The Washington Nationals should release pitcher Patrick Corbin – today. Pack up his World Series ring, wish him well and move on, because keeping Corbin does no good.
Corbin fell to 1-9 after surrendering four runs in a loss to the New York Mets on Wednesday. Since the 2019 World Series, Corbin is 27-57 with a 5-plus ERA, the highest of any MLB starter over five seasons. Corbin allowed more hits than anyone in the Covid-shortened 2020 season, and had more losses in 2021 and ’22 than anyone, including 19 in the second season. He allowed the most runs both years, and most hits in 2022.
It has just been awful. Oh, occasionally he’ll throw a decent game. Corbin allowed one run against Arizona on June 19 and two runs versus Cleveland on May 31. But, it’s just a rare tease.
The best thing about Corbin? He gives Washington five innings or more consistently. His 105 innings this season are MLB’s second most. So, at least he doesn’t chew up the bullpen. But, the games are already lost midway.
Why are the Nats still using him? Please don’t say they don’t want to eat an awful contract. Corbin signed a six-year, $140 million deal in 2019 and it haunts them nearly as much as the Stephen Strasburg debacle. At least Strasburg has injuries as an excuse. Corbin has none.
Corbin’s deal ends after this season, though the team will still owe him $10 million in deferred money. The team is paying $15 million to Max Scherzer this year, too. That’s one costly mound producing one win for Washington this season.

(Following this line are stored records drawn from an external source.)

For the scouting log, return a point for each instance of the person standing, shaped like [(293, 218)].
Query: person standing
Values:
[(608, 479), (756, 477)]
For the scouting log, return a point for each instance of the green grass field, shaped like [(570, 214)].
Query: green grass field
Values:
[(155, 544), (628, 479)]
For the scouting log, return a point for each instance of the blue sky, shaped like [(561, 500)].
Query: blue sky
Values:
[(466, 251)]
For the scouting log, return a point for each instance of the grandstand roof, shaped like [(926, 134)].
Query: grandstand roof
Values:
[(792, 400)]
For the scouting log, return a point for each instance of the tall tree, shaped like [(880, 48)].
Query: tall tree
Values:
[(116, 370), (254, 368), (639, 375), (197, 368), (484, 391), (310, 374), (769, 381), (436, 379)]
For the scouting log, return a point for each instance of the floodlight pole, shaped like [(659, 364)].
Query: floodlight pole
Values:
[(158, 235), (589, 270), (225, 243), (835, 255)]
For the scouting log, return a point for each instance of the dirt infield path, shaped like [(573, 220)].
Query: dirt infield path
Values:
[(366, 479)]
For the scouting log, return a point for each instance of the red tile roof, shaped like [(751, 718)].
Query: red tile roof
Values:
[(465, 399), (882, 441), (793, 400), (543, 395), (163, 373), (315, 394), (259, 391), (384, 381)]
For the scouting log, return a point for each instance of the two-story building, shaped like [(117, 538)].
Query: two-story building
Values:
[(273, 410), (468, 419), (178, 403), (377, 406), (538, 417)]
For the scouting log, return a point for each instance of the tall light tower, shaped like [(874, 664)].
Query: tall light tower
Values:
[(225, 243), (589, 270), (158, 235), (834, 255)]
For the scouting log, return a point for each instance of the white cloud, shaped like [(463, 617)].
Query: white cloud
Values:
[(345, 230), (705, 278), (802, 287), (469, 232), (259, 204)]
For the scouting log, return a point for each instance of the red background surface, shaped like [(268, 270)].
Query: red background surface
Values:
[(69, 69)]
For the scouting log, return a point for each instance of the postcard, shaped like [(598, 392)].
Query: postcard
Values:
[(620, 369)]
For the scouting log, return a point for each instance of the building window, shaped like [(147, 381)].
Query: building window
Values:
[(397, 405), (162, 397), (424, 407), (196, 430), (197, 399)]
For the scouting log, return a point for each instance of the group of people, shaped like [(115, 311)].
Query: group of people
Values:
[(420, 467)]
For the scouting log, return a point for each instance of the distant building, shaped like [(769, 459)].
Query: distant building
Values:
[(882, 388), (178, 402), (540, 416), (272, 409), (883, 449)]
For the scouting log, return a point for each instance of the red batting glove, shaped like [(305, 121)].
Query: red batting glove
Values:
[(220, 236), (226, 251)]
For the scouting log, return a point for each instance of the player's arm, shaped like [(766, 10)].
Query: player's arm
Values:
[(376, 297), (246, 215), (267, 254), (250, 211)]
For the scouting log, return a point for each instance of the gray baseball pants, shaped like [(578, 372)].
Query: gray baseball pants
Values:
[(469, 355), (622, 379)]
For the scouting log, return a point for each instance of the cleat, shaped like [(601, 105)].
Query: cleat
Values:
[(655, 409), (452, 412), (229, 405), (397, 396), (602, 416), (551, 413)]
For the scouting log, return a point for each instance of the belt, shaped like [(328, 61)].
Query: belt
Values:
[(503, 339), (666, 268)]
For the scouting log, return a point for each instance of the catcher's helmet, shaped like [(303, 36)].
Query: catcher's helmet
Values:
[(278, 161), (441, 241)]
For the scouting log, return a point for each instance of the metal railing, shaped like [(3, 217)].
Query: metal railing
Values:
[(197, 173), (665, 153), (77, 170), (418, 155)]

The thought that Corbin might as well stay because Washington has to pay him doesn’t count the demoralizing impact on a young team. The Nats were only going to be a .500 team at best this year, but there’s no reason to count on an automatic loss every time a 34-year-old pitcher takes the mound.
Better to give a young prospect a chance. It really can’t be any worse. If the prospect stinks, well at least they know that. There’s no future insight for Corbin to display. He’s gone come October no matter what.
The talk that Corbin saves the team from paying some part of the $740,000 minimum for someone else to pitch instead of Corbin is a chump-change cheapskate of an excuse. The Nats could have free admission and still make money thanks to TV revenues, so let them burn a few bucks if needed.
The Corbin debacle is remindful of the Baltimore Orioles buying out slugger Chris Davis’ $161 million deal. Davis went from All-star to no stars as a strikeout king. The O’s took a contract with one year remaining worth $21 million in 2022 and transformed it into four years of deferred payments, and didn't say strikeout four times per game since it was paying him.
With the All-Star game on July 16, now is the time to reset for the season’s second half. It does no one any good to watch this train wreck. The money has been spent already. The Nats just need to move on instead of wasting another three months on Corbin.